L’itinéraire des milliards qui se déversent sur le réseau routier national part toujours de l’extérieur. Si ce n’est pas la Chine (oui, la grande et généreuse Chine), c’est le Brésil, la BOAD ou la BAD. Nouvelle filière, la Turquie a fait une entrée remarquée dans ce cercle des bailleurs de fonds de la route béninoise. L’ex Empire Ottoman sera présent sur l’axe Kétou-Savè avec un pont longtemps attendu sur l’Okpara. Dans le même sillage, la réhabilitation de la route Savalou-Djougou comme de l’axe Djougou-Parakou constitue une remarquable avancée dans l’amélioration du patrimoine infrastructurel du pays en ces temps où nous en avons le plus besoin.

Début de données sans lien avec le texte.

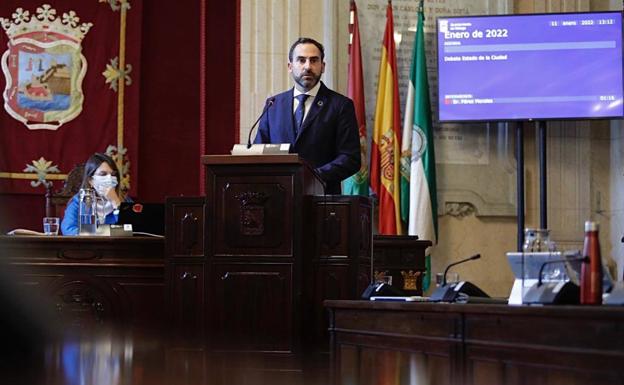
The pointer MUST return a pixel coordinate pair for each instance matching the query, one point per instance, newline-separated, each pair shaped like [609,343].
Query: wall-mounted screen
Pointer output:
[530,67]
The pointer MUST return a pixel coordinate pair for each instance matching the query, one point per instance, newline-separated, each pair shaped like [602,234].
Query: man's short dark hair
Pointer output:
[306,40]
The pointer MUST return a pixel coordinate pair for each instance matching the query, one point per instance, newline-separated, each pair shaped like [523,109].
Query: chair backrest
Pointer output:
[56,201]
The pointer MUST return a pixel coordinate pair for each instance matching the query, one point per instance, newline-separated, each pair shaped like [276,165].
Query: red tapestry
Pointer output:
[70,88]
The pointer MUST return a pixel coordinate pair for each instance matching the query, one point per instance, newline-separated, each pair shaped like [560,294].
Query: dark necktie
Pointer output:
[300,112]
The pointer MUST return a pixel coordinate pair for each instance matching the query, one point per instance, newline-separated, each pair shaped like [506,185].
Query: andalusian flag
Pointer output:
[358,183]
[423,202]
[386,136]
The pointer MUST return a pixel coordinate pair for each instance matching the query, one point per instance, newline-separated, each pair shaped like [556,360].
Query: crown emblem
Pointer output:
[45,23]
[44,67]
[410,279]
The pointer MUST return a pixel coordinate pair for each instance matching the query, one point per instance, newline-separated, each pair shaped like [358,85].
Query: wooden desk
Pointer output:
[475,344]
[92,281]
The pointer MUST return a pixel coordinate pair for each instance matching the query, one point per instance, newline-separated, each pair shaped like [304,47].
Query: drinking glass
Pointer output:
[50,225]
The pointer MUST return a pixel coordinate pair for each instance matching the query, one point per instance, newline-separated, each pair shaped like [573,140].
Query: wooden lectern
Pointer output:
[254,233]
[273,247]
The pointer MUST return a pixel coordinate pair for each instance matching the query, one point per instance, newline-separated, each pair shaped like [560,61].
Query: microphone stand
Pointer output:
[268,104]
[476,256]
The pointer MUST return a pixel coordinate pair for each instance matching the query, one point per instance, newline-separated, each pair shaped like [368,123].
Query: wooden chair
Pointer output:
[56,201]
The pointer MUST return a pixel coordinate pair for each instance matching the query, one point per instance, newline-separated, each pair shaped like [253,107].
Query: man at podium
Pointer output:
[319,123]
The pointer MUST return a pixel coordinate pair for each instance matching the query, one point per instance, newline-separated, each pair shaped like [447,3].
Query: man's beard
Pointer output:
[307,84]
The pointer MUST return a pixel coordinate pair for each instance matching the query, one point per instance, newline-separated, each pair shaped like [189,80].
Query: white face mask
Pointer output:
[101,183]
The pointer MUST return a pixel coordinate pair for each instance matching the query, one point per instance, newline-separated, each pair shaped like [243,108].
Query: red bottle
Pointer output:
[591,271]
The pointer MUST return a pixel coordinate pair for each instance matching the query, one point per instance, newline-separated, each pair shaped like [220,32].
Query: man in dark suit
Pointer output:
[319,123]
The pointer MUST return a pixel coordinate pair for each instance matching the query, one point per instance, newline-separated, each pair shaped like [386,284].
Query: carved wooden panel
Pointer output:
[185,226]
[187,307]
[253,307]
[84,303]
[403,259]
[254,215]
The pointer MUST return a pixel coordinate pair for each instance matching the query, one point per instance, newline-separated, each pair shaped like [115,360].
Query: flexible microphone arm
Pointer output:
[268,104]
[582,259]
[476,256]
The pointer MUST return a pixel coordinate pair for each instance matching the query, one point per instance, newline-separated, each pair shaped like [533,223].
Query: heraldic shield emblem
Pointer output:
[44,67]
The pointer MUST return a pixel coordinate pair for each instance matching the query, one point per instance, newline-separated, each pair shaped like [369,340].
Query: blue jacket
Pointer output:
[328,140]
[69,225]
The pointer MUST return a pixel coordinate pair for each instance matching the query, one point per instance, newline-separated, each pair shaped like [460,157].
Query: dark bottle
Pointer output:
[591,270]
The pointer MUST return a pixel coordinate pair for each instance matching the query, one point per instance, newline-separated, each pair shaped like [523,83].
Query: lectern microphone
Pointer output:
[457,290]
[476,256]
[269,102]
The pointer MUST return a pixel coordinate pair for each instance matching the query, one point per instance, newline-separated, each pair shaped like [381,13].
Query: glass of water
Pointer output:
[50,225]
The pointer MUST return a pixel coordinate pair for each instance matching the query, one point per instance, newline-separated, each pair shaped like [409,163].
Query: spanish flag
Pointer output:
[386,147]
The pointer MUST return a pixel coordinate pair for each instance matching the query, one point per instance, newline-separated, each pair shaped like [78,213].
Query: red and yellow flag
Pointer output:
[386,148]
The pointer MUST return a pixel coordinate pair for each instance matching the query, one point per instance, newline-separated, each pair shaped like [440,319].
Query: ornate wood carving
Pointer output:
[252,209]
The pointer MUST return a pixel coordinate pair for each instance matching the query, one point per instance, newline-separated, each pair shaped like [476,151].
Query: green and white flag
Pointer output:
[423,202]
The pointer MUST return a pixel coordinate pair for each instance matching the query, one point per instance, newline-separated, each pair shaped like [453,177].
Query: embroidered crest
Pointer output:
[44,67]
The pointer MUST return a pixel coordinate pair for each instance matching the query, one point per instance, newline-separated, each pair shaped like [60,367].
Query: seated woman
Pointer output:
[101,174]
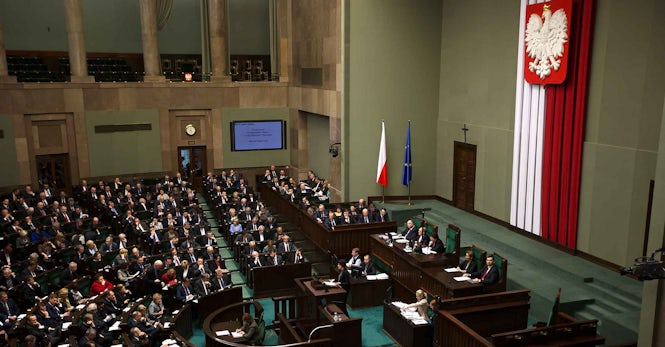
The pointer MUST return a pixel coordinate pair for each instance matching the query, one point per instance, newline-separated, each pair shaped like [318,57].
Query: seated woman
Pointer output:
[469,264]
[435,244]
[122,257]
[170,277]
[99,285]
[236,227]
[156,307]
[97,264]
[420,305]
[249,329]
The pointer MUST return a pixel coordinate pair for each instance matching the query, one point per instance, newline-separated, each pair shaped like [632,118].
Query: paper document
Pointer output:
[399,304]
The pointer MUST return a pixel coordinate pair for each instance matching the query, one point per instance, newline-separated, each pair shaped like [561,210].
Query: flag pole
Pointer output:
[410,171]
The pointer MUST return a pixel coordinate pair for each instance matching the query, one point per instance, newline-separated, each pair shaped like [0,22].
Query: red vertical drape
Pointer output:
[564,133]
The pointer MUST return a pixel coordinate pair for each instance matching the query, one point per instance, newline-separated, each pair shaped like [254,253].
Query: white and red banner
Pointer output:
[546,37]
[549,122]
[382,166]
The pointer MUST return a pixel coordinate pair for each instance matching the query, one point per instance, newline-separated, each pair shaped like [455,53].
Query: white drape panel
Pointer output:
[163,8]
[528,143]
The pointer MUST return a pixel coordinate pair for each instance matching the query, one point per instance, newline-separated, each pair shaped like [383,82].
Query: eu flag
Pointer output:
[406,171]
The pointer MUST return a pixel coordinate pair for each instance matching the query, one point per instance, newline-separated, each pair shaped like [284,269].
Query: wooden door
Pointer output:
[192,165]
[53,169]
[464,175]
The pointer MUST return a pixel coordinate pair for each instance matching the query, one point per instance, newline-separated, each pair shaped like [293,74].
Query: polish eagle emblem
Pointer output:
[546,42]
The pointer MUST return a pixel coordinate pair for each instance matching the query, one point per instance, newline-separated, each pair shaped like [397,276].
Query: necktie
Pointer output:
[485,274]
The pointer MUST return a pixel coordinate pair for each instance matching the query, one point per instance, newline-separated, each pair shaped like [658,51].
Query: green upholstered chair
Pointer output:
[453,237]
[501,264]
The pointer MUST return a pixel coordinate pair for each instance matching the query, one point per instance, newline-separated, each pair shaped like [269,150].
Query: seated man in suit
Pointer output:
[203,286]
[298,258]
[435,244]
[286,245]
[9,311]
[221,281]
[382,216]
[487,275]
[410,233]
[255,261]
[344,278]
[367,268]
[365,217]
[422,240]
[185,292]
[274,259]
[469,264]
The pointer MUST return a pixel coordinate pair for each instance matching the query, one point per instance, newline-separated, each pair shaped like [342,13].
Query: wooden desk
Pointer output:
[278,280]
[309,299]
[231,326]
[345,332]
[338,241]
[366,293]
[211,302]
[411,272]
[403,330]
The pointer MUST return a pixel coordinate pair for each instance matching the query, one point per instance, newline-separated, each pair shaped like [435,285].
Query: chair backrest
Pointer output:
[262,331]
[453,236]
[501,264]
[479,256]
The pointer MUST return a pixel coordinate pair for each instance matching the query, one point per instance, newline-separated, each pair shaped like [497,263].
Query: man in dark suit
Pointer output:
[70,275]
[185,292]
[367,268]
[488,274]
[382,216]
[344,278]
[286,245]
[202,286]
[410,233]
[435,244]
[221,281]
[274,259]
[9,311]
[469,264]
[331,222]
[365,217]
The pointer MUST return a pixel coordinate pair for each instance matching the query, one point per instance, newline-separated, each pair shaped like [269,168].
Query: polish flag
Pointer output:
[382,167]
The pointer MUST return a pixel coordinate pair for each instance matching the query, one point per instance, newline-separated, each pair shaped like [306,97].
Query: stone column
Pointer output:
[4,73]
[78,65]
[151,60]
[217,12]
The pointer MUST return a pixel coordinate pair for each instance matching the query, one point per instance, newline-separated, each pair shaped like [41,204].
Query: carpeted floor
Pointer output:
[588,290]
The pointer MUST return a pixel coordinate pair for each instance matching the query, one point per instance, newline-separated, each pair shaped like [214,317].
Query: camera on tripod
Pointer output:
[647,268]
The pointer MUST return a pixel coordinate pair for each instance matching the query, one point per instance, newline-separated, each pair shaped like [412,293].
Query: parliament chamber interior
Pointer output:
[202,173]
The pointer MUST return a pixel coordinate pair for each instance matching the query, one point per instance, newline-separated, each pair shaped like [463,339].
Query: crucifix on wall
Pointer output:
[465,129]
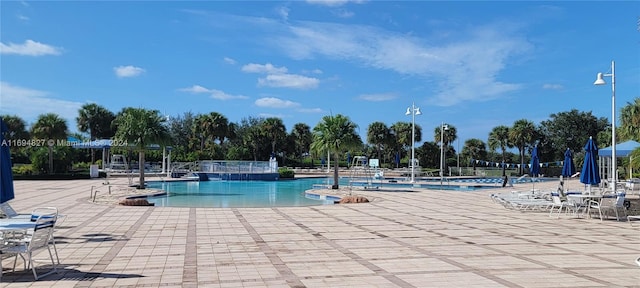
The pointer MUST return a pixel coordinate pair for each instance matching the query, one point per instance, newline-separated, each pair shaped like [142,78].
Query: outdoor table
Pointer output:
[585,197]
[582,199]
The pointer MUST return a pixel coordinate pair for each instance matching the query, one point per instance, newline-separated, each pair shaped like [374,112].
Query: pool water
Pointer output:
[236,194]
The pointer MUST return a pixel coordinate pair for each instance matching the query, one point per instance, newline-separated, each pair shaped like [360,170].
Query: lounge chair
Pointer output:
[9,212]
[608,203]
[38,240]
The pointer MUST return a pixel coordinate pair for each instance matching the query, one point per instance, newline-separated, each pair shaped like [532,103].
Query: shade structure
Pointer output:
[6,176]
[535,162]
[590,174]
[568,168]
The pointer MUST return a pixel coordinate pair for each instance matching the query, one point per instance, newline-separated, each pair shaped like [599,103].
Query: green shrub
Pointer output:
[286,173]
[22,170]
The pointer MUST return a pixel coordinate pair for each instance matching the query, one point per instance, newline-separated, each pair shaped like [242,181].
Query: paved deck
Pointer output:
[425,238]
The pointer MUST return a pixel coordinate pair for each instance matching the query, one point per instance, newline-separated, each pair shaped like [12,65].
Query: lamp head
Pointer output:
[599,80]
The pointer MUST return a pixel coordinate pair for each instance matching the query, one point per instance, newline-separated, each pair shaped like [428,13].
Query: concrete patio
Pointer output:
[425,238]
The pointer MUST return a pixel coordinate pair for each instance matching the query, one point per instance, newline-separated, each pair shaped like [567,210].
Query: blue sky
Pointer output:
[474,65]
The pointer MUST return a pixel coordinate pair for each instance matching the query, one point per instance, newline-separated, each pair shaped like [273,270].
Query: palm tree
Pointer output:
[302,136]
[630,124]
[273,129]
[141,127]
[96,120]
[379,135]
[474,149]
[402,132]
[217,126]
[50,127]
[449,136]
[16,126]
[335,134]
[522,135]
[499,138]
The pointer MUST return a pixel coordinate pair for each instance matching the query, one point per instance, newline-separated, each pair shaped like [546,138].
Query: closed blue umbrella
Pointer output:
[6,181]
[590,175]
[568,168]
[535,166]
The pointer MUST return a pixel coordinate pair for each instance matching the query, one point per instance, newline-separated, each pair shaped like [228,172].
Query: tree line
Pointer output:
[212,136]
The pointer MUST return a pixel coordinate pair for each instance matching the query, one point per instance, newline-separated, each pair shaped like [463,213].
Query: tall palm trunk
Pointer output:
[141,169]
[50,159]
[335,174]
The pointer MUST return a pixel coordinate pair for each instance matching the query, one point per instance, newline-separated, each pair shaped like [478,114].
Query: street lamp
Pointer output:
[413,111]
[600,81]
[443,127]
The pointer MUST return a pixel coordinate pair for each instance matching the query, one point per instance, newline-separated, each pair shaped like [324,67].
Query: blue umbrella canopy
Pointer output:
[590,174]
[568,168]
[535,162]
[6,176]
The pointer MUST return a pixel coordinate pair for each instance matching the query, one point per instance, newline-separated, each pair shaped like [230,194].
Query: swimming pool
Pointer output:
[236,194]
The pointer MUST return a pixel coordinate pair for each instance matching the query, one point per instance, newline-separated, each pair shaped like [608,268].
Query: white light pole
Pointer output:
[442,128]
[600,81]
[413,111]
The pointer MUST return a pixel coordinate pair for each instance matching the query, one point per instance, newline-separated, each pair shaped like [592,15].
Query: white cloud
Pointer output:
[465,65]
[289,81]
[229,60]
[128,71]
[378,97]
[29,48]
[213,93]
[311,110]
[272,102]
[266,68]
[284,12]
[30,103]
[552,86]
[269,115]
[342,13]
[334,3]
[194,89]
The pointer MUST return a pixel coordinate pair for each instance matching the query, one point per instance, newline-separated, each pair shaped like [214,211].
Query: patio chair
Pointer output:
[9,212]
[38,240]
[4,255]
[562,204]
[608,203]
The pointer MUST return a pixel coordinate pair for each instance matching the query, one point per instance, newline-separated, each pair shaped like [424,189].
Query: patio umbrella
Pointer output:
[6,176]
[590,175]
[535,165]
[568,168]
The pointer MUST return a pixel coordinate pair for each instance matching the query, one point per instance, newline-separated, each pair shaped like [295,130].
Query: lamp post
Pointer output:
[600,81]
[413,111]
[442,128]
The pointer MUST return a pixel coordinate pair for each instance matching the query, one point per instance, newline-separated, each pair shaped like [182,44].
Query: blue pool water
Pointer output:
[237,193]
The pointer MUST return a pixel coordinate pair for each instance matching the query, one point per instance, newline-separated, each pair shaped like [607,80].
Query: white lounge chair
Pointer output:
[38,240]
[607,203]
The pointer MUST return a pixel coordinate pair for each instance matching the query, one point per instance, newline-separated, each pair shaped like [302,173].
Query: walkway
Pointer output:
[424,238]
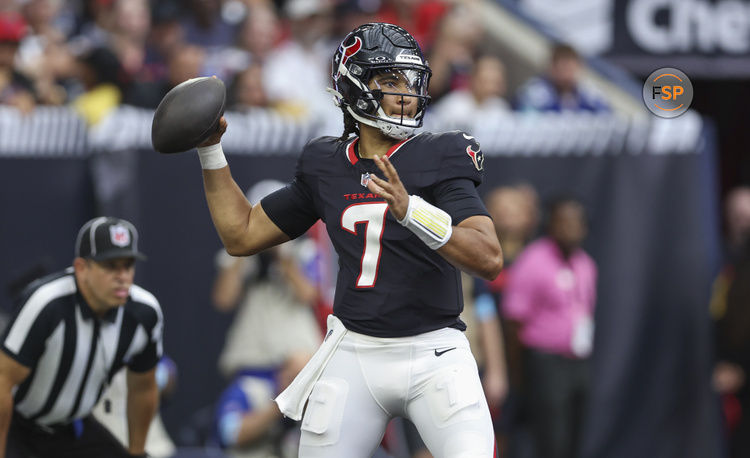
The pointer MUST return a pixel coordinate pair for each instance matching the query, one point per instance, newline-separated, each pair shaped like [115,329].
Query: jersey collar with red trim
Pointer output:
[351,154]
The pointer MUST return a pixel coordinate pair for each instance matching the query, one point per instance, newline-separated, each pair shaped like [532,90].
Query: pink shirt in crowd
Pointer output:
[553,298]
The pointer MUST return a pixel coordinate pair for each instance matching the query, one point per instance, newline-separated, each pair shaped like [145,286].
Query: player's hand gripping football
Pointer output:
[216,136]
[393,191]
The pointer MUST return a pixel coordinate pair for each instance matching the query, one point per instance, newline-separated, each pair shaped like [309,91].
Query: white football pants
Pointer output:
[431,379]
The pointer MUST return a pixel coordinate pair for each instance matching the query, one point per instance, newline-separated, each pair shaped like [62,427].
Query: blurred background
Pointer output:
[551,89]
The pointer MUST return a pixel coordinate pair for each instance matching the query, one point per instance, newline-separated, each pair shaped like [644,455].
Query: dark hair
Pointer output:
[350,126]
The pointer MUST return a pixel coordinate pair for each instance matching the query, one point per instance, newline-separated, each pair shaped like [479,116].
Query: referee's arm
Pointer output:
[12,373]
[143,399]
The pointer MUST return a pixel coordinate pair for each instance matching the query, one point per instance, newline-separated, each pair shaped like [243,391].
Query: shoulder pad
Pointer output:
[311,160]
[461,156]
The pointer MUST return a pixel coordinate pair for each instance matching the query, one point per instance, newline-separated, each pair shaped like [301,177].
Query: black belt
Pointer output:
[55,428]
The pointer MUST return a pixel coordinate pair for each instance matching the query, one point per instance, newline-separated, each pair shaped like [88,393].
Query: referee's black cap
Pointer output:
[107,238]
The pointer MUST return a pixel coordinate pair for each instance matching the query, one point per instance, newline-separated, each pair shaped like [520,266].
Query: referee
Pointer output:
[72,332]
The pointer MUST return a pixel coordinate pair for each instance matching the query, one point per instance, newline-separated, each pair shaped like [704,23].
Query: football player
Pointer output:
[404,215]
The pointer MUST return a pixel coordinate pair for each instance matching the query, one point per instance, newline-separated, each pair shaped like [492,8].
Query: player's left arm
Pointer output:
[143,399]
[472,245]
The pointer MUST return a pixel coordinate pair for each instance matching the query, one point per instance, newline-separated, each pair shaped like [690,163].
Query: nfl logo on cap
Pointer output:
[107,238]
[120,235]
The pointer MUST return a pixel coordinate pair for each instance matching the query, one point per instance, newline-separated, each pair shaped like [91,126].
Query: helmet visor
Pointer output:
[394,80]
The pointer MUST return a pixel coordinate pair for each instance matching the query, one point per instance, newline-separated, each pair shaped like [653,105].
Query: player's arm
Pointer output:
[12,373]
[474,248]
[472,245]
[244,229]
[143,399]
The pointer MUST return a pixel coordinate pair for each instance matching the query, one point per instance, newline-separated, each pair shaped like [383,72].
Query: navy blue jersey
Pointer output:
[390,284]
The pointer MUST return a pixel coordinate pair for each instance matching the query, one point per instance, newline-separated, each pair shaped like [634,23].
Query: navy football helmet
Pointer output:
[374,50]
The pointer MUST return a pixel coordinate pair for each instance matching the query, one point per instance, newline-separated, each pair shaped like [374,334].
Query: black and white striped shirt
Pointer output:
[72,353]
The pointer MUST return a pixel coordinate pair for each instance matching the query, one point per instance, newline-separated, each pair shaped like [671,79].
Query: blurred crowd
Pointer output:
[275,54]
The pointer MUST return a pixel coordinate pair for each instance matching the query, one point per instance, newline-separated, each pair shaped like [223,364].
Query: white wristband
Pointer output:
[432,225]
[212,157]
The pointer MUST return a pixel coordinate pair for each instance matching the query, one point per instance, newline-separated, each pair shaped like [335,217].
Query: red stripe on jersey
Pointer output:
[350,153]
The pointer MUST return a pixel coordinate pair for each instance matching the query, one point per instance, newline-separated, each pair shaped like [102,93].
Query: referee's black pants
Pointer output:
[28,440]
[557,390]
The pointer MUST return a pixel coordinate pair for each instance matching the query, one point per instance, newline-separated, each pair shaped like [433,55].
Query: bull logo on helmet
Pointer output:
[477,157]
[346,53]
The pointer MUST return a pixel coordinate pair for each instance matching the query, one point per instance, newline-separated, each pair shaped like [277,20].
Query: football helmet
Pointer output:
[380,59]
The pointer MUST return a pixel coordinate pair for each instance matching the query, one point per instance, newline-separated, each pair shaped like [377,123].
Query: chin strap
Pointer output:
[431,224]
[396,131]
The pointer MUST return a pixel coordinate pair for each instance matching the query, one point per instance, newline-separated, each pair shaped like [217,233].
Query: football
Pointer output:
[188,115]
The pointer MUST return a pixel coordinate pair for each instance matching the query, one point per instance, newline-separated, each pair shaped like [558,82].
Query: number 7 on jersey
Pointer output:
[372,214]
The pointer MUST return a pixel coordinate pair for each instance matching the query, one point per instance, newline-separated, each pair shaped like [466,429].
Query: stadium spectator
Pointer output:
[561,89]
[422,17]
[42,50]
[730,308]
[273,294]
[15,89]
[481,102]
[551,293]
[184,62]
[246,91]
[205,25]
[514,211]
[296,73]
[111,410]
[103,81]
[273,334]
[455,48]
[129,36]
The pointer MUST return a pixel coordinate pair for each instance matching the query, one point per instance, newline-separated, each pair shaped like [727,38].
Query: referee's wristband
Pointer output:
[212,157]
[432,225]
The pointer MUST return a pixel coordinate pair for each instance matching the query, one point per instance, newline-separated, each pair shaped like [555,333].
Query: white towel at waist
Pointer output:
[292,400]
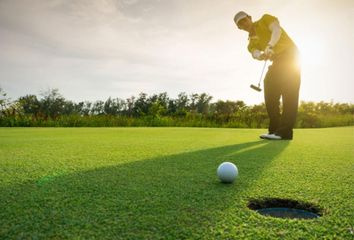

Depuis quelques mois, le petit monde des observateurs du monde économique a pu se rendre compte des bienfaits jadis méconnus de ces infrastructures dans la réduction de la pauvreté. Les chercheurs d’Afrobaromètre, un centre panafricain de recherches en économie politique, ont pu livrer il y a quelques mois les résultats de sondages pertinents sur la réduction de la pauvreté en Afrique. Le résultat est sans appel, puisque les populations les plus pauvres se sont révélées être celles vivant dans les régions sans infrastructures de base : eau potable, électricité, routes, infrastructures sanitaires, etc. Et la Banque Mondiale s’interrogeant sur les raisons faisant que des pays ayant enregistré des taux de croissance record en 2012, se retrouvent avec des populations toujours pauvres, a pu déceler que l’investissement dans les infrastructures et l’éducation sont les premiers vecteurs du mieux-être de l’économie. Oui à la croissance économique, ont semblé dire tous ces chercheurs, mais pas sans réduction de la pauvreté. C’est-à-dire, sans cadre de vie sain, sans route, sans électricité, sans écoles performantes…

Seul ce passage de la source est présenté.